Best of the bunch comes early on, though, as Xavier, Beast and Wolverine descend on the Pentagon with Quicksilver (as a Kick-Ass player, one wonders if Evan Peters was Vaughn’s pick) to release Magneto. The breakout is impressive enough but, just as they’re in sight of freedom, guards block their exit. Quicksilver’s visualisation (silver hair?!!) looked entirely crappy in the promotional materials, but in action he is nigh on perfect. Apparently, he isn’t much like the comics’ Quicksilver (I can see he’s nothing like the Joss Whedon one) but I’m choosing to take the position that what I don’t know won’t hurt me. I don’t even mind that he shouldn’t really have a Walkman in 1973, since the scene where he overpowers the heavies in superfast superslow motion to the accompaniment of Jim Croce’s Time in a Bottle, rearranging bullets, fists, guns, and consuming food and drink, is visually remarkable and giddily hilarious. And it’s capped with the sublime punch line of the sudden jump back to normal time. I’m quite glad the character is unceremoniously cast aside immediately afterwards, as this is a perfect example of leaving the audience wanting more. And really, how could Singer top that?
There are, of course, the nagging elements that don’t quite work. I’m not in the know on the specifics of most mutants’ abilities, which may be why I don’t bat an eyelid at Kitty’s new abilities or general misappropriation of super-talents, but even I suspected something wasn’t quite right about Mystique’s super-DNA. How does it give the Sentinels the ability to mimic the gifts of any mutant again? Also, the time trail to her assassination of Trask feels a little under-developed; it could have done with a few more building blocks and twists to mask the rather straightforward cause-and-effect.
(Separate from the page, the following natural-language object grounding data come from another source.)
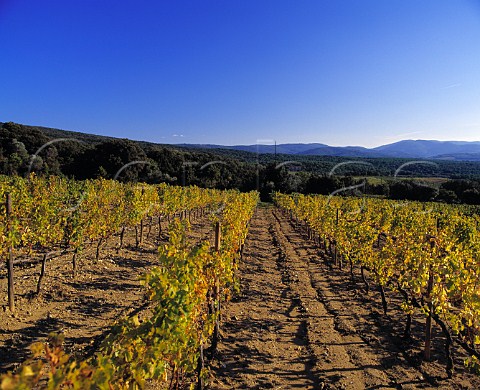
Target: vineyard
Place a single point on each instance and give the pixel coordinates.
(316, 292)
(52, 217)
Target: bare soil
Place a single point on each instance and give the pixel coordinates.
(299, 322)
(85, 306)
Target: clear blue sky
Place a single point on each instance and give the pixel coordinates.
(341, 72)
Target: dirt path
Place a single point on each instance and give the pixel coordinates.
(300, 324)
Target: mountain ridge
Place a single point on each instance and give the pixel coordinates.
(422, 149)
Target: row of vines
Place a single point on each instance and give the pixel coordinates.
(427, 253)
(167, 345)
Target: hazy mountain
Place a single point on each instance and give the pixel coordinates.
(445, 150)
(423, 149)
(428, 149)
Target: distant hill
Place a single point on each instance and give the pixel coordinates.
(422, 149)
(429, 149)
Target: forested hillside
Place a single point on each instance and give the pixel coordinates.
(43, 150)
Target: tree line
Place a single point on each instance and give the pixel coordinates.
(25, 149)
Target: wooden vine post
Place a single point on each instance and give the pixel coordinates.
(428, 323)
(11, 298)
(216, 294)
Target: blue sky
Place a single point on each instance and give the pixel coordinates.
(341, 72)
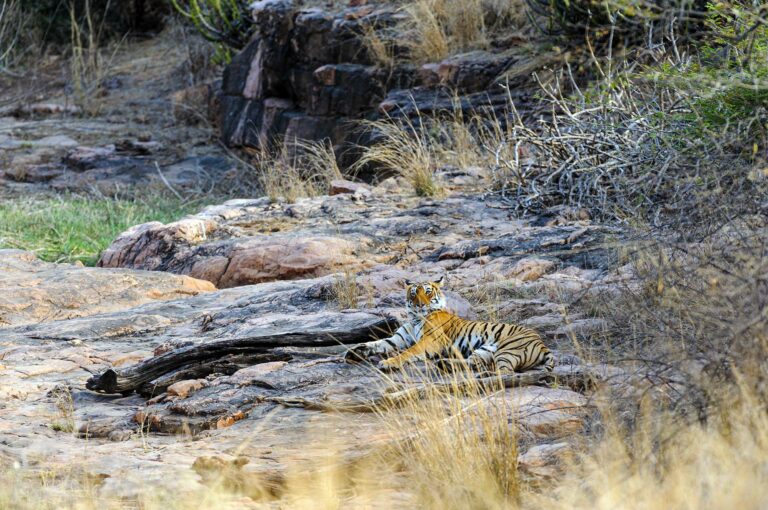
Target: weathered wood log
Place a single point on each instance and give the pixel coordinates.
(128, 379)
(396, 395)
(227, 365)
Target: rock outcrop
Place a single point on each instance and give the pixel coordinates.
(313, 270)
(33, 291)
(309, 74)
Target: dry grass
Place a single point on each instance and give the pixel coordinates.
(666, 465)
(89, 63)
(458, 450)
(345, 290)
(460, 446)
(417, 147)
(13, 28)
(405, 150)
(436, 29)
(304, 169)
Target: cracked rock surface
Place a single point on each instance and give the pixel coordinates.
(320, 264)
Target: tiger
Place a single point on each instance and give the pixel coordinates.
(433, 332)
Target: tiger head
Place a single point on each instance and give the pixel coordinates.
(422, 298)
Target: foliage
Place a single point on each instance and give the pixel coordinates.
(224, 22)
(77, 229)
(292, 170)
(625, 22)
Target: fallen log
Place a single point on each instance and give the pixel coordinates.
(126, 380)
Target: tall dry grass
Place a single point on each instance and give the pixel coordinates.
(458, 450)
(436, 29)
(291, 171)
(418, 147)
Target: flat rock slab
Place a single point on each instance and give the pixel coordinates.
(250, 241)
(314, 270)
(33, 291)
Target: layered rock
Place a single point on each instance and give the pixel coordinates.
(308, 74)
(33, 291)
(317, 268)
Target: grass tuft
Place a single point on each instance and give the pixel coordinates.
(77, 229)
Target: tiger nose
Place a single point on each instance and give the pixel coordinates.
(422, 298)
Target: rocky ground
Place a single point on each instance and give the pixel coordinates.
(290, 280)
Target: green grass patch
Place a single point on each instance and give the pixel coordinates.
(73, 228)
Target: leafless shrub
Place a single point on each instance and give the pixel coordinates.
(635, 145)
(290, 171)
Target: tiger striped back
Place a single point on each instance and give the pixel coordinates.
(432, 331)
(487, 345)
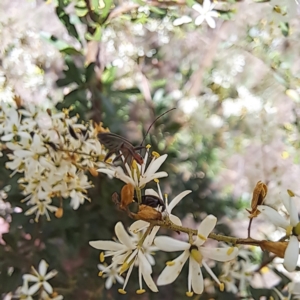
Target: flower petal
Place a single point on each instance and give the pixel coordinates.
(123, 236)
(175, 220)
(138, 226)
(109, 282)
(166, 243)
(205, 228)
(144, 180)
(30, 277)
(210, 21)
(106, 245)
(155, 165)
(198, 8)
(196, 276)
(43, 266)
(48, 288)
(199, 20)
(146, 270)
(219, 254)
(293, 211)
(291, 254)
(151, 192)
(171, 272)
(51, 274)
(273, 216)
(34, 288)
(176, 200)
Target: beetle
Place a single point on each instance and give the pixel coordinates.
(116, 143)
(153, 201)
Then there are Trask’s very conveniently ready-and-waiting hi-tech ’70s Sentinels. It’s an obvious choice really, or you don’t have a climax and no opportunity for escalation unless you’re willing to have Wolverine jump ahead another ten years to encounter the now fully capable technology forty years early (now that might have been neat… but wait, that’s the next film). Presumably the argument is that it’s only Trask’s nous that gets them up and running so quickly. In the original timeline, with him out of the picture, it takes another half century to set them off. Really?
Even with the young guns, certain plot beats aren’t fully reinvigorated. The usual impasse between Charles and Erik may be necessary, and perhaps it works in the comics. And I’m all for an inventive Magneto prison break every sequel, but the producers either need to take a different take or get rid of Kinsberg or both. The newspaper headlines filling us in on the divergent 1973 are also a somewhat cheesy; the announcement that the mutants have saved the President and that Trask has been imprisoned for arms trading carry an unfortunate “rush to wrap things up” vibe. The flipside is the acceleration of global awareness of mutants, which is an effective plot device.
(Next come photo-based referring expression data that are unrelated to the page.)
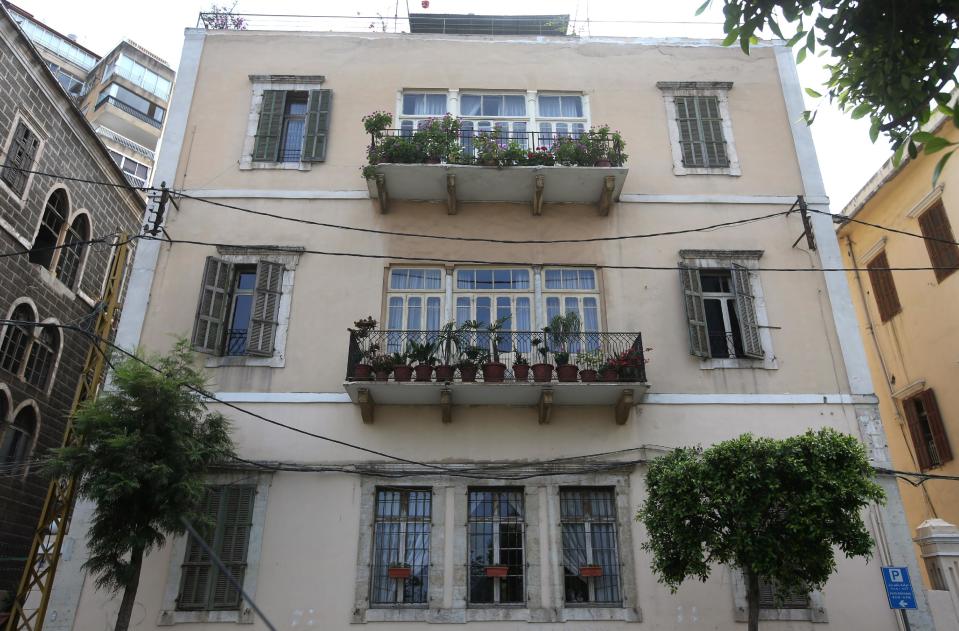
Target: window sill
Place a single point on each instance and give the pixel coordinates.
(170, 618)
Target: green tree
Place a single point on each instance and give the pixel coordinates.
(895, 61)
(772, 508)
(142, 449)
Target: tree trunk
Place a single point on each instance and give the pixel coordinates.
(752, 598)
(130, 590)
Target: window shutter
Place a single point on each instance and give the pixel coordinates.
(936, 427)
(266, 305)
(317, 125)
(695, 311)
(235, 540)
(912, 419)
(266, 145)
(746, 312)
(211, 311)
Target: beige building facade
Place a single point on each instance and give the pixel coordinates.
(490, 504)
(908, 325)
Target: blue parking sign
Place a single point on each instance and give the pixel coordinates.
(898, 588)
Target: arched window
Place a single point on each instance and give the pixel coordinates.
(54, 219)
(43, 352)
(16, 339)
(17, 437)
(71, 256)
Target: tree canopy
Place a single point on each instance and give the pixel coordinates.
(772, 508)
(895, 61)
(141, 451)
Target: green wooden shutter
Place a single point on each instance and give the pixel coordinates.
(317, 125)
(266, 146)
(211, 310)
(266, 306)
(234, 540)
(746, 312)
(695, 310)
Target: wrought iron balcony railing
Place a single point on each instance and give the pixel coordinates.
(466, 356)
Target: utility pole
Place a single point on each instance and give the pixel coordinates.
(36, 584)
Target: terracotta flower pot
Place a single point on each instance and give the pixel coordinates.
(542, 373)
(402, 373)
(468, 373)
(399, 572)
(567, 372)
(494, 372)
(424, 372)
(444, 372)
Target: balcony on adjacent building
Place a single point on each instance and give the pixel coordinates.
(498, 165)
(533, 369)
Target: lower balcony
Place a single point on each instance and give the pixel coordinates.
(539, 370)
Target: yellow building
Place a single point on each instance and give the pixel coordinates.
(909, 322)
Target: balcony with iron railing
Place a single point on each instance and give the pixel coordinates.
(533, 369)
(457, 163)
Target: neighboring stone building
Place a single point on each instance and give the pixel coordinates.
(124, 94)
(910, 328)
(42, 130)
(502, 502)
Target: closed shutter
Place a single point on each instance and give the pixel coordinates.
(915, 431)
(883, 287)
(317, 125)
(746, 312)
(936, 426)
(211, 310)
(266, 306)
(266, 145)
(234, 541)
(695, 311)
(934, 224)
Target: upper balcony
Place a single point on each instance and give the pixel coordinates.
(449, 161)
(454, 367)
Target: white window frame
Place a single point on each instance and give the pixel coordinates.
(289, 258)
(724, 260)
(169, 615)
(719, 90)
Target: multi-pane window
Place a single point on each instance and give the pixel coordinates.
(883, 287)
(238, 312)
(20, 157)
(927, 430)
(591, 568)
(497, 564)
(17, 439)
(940, 242)
(701, 137)
(721, 312)
(401, 546)
(293, 126)
(229, 510)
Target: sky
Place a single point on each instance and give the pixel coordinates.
(846, 156)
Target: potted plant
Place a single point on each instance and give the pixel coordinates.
(382, 365)
(399, 570)
(448, 343)
(542, 372)
(402, 371)
(591, 360)
(494, 371)
(561, 328)
(424, 354)
(520, 366)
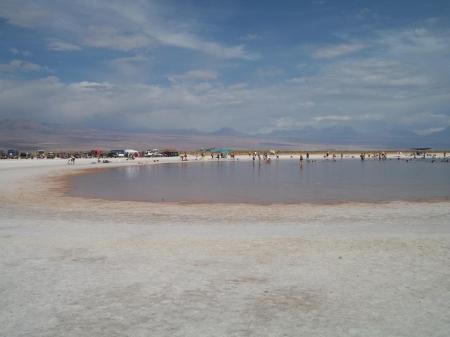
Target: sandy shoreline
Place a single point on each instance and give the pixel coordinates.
(78, 267)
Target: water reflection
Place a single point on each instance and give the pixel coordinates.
(271, 182)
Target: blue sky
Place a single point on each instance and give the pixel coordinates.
(256, 66)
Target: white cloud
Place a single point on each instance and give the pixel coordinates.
(332, 118)
(19, 65)
(58, 45)
(16, 51)
(194, 75)
(429, 131)
(115, 25)
(250, 37)
(338, 50)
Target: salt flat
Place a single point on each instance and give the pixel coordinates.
(77, 267)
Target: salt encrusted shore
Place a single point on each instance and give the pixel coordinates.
(78, 267)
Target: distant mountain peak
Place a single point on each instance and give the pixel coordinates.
(227, 131)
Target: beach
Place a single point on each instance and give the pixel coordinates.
(88, 267)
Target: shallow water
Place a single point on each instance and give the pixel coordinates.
(280, 181)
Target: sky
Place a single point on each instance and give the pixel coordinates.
(256, 66)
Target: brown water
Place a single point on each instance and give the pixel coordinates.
(280, 181)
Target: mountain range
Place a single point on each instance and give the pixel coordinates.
(30, 135)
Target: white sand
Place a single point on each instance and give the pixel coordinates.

I was left wondering how the post-credits teaser for X-Men: Apocalypse would feed into the new future of 2023 (where everyone’s alive – yay! Snore). But it seems Days of Future Past is most likely the curtain call for the elderly Xs, at least until someone surfs a fresh wave of nostalgia. Apocalypse will be set in the ’80s, with the First Class thesps (and Jackman, naturally). Which should make me happy, as underwhelming as the teaser was. X-Men is taking a Watchmen-esque era-spanning approach, it seems, one that so far has yielded dividends through appropriating history as it sees fit. There will be new Cyclops, Jean Grey, Storm and Gambit (Channing Tatum). Just as long as Fassbender, McAvoy and Lawrence still get all the good stuff.